Luckily the government has fallen and the Prime Minister is not running again, so there's a small hope of change if they don't fortify the elections yet.
It all comes down to that, doesn't it?
Whether they fortify those elections or not.
Indeed.
Yeah.
X, Y and Z says, On paper, smart cities are a good idea.
Imagine going to the city and your GPS could take you to an available car space near your destination just as it opens up.
No more wasting time and fuel.
Yeah, but the globalist overlords just have to be arseholes and duck it up.
Yeah, well, you knew it was going to be a mechanism of control and basically clamping down.
Well, another thing I saw recently was Was it the EU or someone like that?
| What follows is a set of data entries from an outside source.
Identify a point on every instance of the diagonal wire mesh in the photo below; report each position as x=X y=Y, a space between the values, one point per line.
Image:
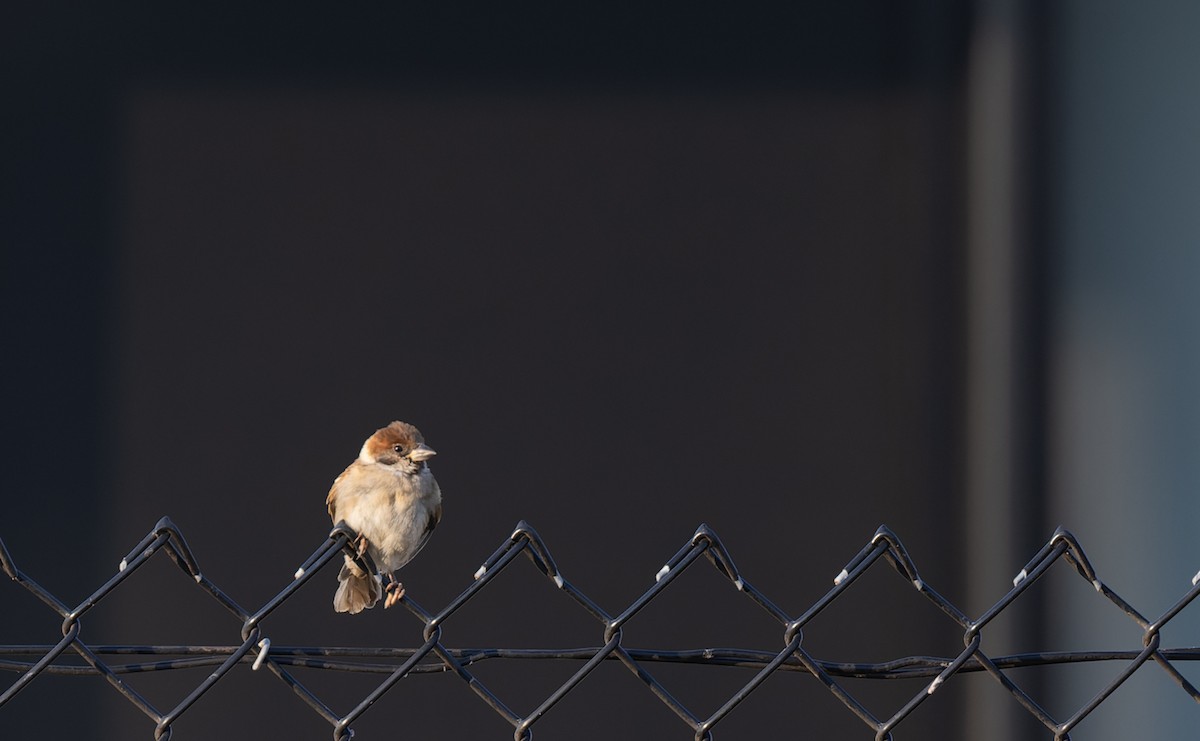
x=111 y=662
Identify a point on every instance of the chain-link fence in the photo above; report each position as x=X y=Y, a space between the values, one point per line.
x=255 y=648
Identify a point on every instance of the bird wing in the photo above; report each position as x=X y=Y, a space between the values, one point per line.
x=331 y=500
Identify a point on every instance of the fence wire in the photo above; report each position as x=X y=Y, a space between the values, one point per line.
x=30 y=662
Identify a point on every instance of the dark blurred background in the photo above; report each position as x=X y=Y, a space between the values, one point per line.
x=791 y=270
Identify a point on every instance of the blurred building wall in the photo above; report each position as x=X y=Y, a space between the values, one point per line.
x=1123 y=158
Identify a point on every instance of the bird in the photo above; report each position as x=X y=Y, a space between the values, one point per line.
x=388 y=495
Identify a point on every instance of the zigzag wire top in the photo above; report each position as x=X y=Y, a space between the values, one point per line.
x=433 y=656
They were basically saying to Twitter, you must remove people who speak out against us or we will shut you down.
Doesn't surprise me.
So again, it's just total regime control at every level to make sure that people can't question any of this.
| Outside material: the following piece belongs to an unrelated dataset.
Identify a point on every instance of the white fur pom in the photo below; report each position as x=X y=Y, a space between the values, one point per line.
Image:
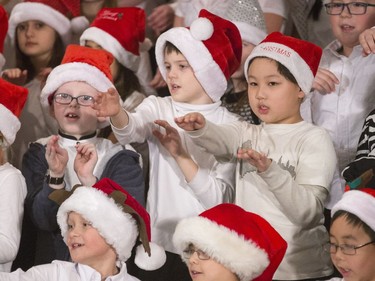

That's the thing, I think there's a tendency, certainly among the right, to just almost go full Luddite, because these technologies are being used by, in Schmittian terms, our enemies at the moment.
But I think it's really important to remember, as this commenter points out, that actually technology is not a bad thing in and of itself.
Technology is just a tool.
It's just whose hands it's in.
And right now it's in the hands of people who hate you, hate us.
Yeah, I'm actually in the process of starting to write a speech on this that I'm hoping to give later in the year, which basically makes this point, which is, We can't retreat on this stuff.
It's related to, you know, entropy.
We've got to keep moving through the system.
We've got to adopt things when they come up.
So one of the things that the Right did very, very well early on was embrace all this stuff, which is, you know, podcasting and, you know, the video content.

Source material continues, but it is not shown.